Aujourd'hui une foule de services (dont Eterni.me) nous proposent de générer, après notre mort, un avatar numérique, "a computer version of you", avec lequel nous pourrons converser, interagir, en se fondant sur le seul paradigme de la collecte de nos données de publication. Mais dès demain, lorsque le paradigme changera, lorsque le paradigme sera celui de nos données biologiques, que restera-t-il à dire à la futurologie ou à la science-fiction ?

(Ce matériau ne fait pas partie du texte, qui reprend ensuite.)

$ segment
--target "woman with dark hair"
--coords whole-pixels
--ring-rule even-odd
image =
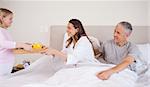
[[[65,42],[65,49],[69,50],[60,52],[55,49],[49,49],[42,53],[63,58],[66,64],[98,63],[94,56],[93,45],[78,19],[69,21],[67,34],[69,39]]]

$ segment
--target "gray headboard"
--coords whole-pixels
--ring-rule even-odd
[[[100,41],[106,41],[113,38],[113,31],[115,26],[85,26],[85,31],[89,36],[94,36]],[[49,45],[52,48],[61,50],[63,36],[66,32],[66,26],[54,25],[50,27],[50,41]],[[129,38],[133,43],[148,43],[148,27],[147,26],[133,26],[133,32]]]

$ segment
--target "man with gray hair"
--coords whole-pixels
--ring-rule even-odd
[[[141,53],[137,46],[128,41],[131,32],[132,25],[129,22],[123,21],[117,24],[114,30],[114,39],[102,45],[105,62],[115,64],[116,66],[99,72],[97,74],[98,78],[107,80],[112,74],[118,73],[126,68],[137,72],[138,64],[144,64],[140,60]]]

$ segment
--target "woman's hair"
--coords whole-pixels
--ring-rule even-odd
[[[73,37],[70,37],[68,40],[67,40],[67,45],[66,45],[66,48],[68,48],[70,46],[70,44],[72,43],[73,41],[73,38],[75,39],[75,44],[77,43],[77,41],[82,37],[82,36],[86,36],[87,39],[89,40],[89,42],[91,43],[92,45],[92,48],[93,48],[93,51],[94,51],[94,55],[95,55],[95,50],[94,50],[94,46],[92,44],[92,41],[89,39],[89,37],[87,36],[85,30],[84,30],[84,27],[82,25],[82,23],[78,20],[78,19],[71,19],[69,21],[69,23],[73,24],[74,28],[75,29],[78,29],[78,32],[73,36]],[[73,46],[73,48],[75,47],[75,44]]]
[[[12,11],[5,9],[5,8],[0,8],[0,17],[5,18],[6,16],[13,14]],[[0,26],[2,26],[2,20],[0,19]]]

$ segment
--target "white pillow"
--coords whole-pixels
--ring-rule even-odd
[[[142,53],[142,60],[150,64],[150,44],[137,44],[137,47]]]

Aujourd'hui, quelques semaines à peine après la sortie du remarquable film "Her" de Spike Jonze (un peu de personal branling ici), est disponible une application baptisée "Couple", "une application d'intelligence artificielle (sic) qui grandit avec vous, qui vous comprend et qui partage votre vie."

Je répète.

L'ensemble des fondements technologiques et sociétaux du 20ème siècle ont reposé sur l'interrogation et le développement d'une "calculabilité" du monde. Qu'elle soit sociologique, criminelle, algorithmique ou biologique, la prédictibilité sera la question centrale du 21ème siècle.

Et j'ajoute.

Le 22ème siècle approche. Lui aussi connaîtra sa question. Ce sera celle de la réplicabilité. Le 21ème siècle aura répondu à la question de la prédictibilité par la réplicabilité algorithmique. Et il aura également vu s'amorcer la réplicabilité de certaines fonctions humaines, de certains organes biologiques**. Il ne s'agira désormais plus que de l'étendre, et de s'interroger sur les limites de cette étendue.

 

**un exemple parmi tant d'autres mais particulièrement bluffant

La réplicabilité comme synthèse des capacités calculatoires et prédictives des algorithmes. Mais nous en reparlerons plus tard. Ou j'enverrai mon avatar écrire ce billet aux alentours de 2087.